A total of 129 participants were screened and 95 were randomized (49 to citalopram and 46 to placebo); 73 completed 6-month assessments and 52 completed 12-month assessments, with no difference in completion rates between the groups. The mean daily dosage of citalopram was 36 mg daily and adherence rates were approximately 90% in both groups. Mean antipsychotic dose in chlorpromazine units was 374 mg daily. There were no differences in baseline demographic and clinical variables between the groups, although completers had lower psychopathology and higher cognition scores compared with non-completers.

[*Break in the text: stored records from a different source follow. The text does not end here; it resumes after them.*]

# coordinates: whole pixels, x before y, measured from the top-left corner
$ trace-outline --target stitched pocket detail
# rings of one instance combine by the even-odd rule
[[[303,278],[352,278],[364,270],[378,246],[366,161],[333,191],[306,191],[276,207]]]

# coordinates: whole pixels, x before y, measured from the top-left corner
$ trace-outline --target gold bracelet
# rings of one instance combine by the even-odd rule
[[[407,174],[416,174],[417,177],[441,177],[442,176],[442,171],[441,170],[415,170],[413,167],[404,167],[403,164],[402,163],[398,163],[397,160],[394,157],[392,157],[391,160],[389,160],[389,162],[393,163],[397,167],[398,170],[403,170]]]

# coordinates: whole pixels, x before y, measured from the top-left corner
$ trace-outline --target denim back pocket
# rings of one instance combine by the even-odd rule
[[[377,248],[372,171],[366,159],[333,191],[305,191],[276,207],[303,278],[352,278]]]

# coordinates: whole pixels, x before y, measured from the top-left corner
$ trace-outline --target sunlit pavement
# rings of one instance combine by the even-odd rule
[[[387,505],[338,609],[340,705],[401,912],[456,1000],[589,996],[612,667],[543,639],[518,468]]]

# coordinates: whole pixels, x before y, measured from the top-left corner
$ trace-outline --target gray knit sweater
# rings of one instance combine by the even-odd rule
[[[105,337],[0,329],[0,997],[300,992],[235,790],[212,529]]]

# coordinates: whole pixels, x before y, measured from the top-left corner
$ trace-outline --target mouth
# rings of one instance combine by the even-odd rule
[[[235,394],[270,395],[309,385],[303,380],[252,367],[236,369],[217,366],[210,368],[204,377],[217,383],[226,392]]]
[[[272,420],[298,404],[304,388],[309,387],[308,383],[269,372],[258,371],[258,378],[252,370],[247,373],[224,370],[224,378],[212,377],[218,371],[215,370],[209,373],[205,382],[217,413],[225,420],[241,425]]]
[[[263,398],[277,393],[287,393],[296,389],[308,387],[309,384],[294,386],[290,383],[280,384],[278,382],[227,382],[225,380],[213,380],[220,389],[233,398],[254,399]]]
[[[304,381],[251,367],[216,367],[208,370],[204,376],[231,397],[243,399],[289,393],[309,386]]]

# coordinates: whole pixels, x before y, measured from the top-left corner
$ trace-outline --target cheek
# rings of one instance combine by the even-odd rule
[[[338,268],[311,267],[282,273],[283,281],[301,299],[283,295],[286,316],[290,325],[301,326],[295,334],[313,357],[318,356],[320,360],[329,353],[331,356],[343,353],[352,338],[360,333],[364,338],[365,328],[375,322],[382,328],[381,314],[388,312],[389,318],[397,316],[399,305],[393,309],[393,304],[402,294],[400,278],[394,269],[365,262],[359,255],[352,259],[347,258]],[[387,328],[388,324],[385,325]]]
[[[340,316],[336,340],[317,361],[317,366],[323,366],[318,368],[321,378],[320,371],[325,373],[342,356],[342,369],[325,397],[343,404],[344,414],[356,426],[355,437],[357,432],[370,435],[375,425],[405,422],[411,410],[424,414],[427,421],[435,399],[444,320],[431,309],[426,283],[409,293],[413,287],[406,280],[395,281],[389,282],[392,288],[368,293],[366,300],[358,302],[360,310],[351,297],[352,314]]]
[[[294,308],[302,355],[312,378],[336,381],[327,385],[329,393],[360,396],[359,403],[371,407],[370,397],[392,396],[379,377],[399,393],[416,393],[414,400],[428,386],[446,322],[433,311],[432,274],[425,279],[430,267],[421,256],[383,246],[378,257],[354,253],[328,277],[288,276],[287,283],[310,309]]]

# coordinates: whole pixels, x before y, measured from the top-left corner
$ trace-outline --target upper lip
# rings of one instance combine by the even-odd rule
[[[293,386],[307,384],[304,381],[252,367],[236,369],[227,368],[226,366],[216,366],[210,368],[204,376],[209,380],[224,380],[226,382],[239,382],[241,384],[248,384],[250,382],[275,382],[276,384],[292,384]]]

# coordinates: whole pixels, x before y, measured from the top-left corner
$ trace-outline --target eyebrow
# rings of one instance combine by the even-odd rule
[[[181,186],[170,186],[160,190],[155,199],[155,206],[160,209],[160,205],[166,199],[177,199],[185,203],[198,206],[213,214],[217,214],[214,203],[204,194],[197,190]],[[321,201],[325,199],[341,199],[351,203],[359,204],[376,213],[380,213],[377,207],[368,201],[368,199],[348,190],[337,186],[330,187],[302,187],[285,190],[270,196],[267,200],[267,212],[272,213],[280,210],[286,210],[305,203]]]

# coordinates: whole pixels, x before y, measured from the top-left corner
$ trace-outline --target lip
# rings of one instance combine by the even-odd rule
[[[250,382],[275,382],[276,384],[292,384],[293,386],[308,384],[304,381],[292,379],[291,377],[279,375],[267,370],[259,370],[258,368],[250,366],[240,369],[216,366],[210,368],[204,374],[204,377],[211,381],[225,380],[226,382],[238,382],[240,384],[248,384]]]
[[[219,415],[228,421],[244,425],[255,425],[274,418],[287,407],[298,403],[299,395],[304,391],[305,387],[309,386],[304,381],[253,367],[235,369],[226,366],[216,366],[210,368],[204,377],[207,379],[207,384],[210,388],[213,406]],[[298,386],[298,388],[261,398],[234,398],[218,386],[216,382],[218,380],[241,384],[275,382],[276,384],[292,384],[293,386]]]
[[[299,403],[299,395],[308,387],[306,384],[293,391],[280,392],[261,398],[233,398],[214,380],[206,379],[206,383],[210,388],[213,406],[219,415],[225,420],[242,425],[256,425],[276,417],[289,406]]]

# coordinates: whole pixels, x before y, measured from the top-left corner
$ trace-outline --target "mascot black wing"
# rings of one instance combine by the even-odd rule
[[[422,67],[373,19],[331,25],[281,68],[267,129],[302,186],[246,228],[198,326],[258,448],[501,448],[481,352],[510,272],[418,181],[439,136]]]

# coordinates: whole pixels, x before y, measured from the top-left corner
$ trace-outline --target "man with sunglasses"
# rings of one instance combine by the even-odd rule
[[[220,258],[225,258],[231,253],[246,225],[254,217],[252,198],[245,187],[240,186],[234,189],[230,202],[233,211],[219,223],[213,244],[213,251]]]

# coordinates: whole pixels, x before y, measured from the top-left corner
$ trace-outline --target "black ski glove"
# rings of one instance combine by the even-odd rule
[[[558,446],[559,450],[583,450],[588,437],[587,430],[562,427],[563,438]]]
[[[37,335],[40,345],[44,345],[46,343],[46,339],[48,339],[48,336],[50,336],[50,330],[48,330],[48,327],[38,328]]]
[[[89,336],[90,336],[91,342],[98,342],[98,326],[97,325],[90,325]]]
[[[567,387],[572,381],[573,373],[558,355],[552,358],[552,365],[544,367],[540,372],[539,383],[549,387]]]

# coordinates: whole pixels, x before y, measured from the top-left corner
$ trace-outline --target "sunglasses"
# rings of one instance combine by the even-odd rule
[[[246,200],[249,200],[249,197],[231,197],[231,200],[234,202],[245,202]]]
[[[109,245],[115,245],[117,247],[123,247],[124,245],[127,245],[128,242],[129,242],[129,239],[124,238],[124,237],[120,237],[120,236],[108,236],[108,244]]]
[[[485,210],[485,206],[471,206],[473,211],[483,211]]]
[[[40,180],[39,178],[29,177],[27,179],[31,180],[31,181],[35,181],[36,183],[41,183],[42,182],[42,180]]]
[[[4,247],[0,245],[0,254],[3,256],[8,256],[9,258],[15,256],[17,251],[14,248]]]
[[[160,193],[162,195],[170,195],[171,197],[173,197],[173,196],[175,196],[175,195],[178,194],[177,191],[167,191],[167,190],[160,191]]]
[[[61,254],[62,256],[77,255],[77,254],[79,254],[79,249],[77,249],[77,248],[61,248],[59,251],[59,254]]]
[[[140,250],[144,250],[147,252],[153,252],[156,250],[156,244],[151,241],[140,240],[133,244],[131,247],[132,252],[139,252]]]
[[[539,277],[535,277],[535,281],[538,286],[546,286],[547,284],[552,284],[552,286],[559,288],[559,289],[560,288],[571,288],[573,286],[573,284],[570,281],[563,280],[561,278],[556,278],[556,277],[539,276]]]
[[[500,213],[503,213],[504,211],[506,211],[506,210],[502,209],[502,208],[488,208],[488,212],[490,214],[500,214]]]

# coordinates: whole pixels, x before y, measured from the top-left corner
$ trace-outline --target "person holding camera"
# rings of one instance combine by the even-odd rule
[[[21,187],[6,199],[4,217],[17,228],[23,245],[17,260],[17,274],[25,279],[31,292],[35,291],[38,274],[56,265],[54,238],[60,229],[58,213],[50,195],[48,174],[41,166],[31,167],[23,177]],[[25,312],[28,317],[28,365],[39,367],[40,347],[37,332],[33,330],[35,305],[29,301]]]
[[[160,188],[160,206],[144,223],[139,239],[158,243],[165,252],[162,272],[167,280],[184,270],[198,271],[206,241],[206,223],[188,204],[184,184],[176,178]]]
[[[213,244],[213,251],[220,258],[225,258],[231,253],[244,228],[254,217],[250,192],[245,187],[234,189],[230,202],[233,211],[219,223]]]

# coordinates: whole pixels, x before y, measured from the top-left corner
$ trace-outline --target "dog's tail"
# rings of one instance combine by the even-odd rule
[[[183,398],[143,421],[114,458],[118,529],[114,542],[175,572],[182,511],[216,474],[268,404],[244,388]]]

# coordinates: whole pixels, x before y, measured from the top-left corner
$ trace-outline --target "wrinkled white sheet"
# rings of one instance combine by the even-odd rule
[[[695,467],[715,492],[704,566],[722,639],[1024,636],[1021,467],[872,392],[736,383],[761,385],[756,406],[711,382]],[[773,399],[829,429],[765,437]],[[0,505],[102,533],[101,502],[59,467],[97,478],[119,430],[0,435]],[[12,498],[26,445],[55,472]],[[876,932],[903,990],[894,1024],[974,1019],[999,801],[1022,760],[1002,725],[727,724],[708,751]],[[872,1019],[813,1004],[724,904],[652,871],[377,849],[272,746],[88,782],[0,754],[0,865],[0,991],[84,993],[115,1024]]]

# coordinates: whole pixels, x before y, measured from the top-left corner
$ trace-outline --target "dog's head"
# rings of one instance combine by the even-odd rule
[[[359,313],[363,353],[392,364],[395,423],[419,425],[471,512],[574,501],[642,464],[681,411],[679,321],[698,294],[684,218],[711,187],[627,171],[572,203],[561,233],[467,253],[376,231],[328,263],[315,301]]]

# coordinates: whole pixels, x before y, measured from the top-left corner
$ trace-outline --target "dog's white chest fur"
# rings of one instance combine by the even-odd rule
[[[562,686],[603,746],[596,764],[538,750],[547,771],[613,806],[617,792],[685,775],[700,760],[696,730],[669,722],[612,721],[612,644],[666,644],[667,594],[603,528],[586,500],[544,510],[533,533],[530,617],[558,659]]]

There was a significant reduction in depression scores in the placebo group compared with the citalopram group. By contrast, there was a significant reduction in negative symptom scores in the citalopram group compared with the placebo group, particularly for the avolition subscale. A shorter DUP predicted greater placebo response for improvement in negative symptoms. Rates of new-onset depression did not differ between the groups. Sexual adverse effects were more common with citalopram, but there was no difference in overall treatment-emergent adverse effects.

The bottom line

The researchers concluded that adjunctive citalopram may reduce negative symptoms, particularly in patients with a longer DUP, but was not beneficial for subsyndromal depressive symptoms in patients with FES. This pattern of findings suggests a primary effect for the benefit of citalopram on negative symptoms, rather than a secondary effect of antidepressant response.

 

This article was originally published on 3/19/2019 and has since been updated.

References:

1. Helfer B, Samara MT, Huhn M et al. Efficacy and safety of antidepressants added to antipsychotics for schizophrenia: a systematic review and meta-analysis. Am J Psychiatry. 2016;173:876886.

2. Robinson DG, Schooler NR, John M, et al. Prescription practices in the treatment of first-episode schizophrenia spectrum disorders: data from the national RAISE-ETP study. Am J Psychiatry. 2015;172:237248.

3. Goff DC, Freudenreich O, Cather C, et al. Citalopram in first episode schizophrenia: the DECIFER trial. Schizophr Res. 2019 Jan [Epub ahead of print].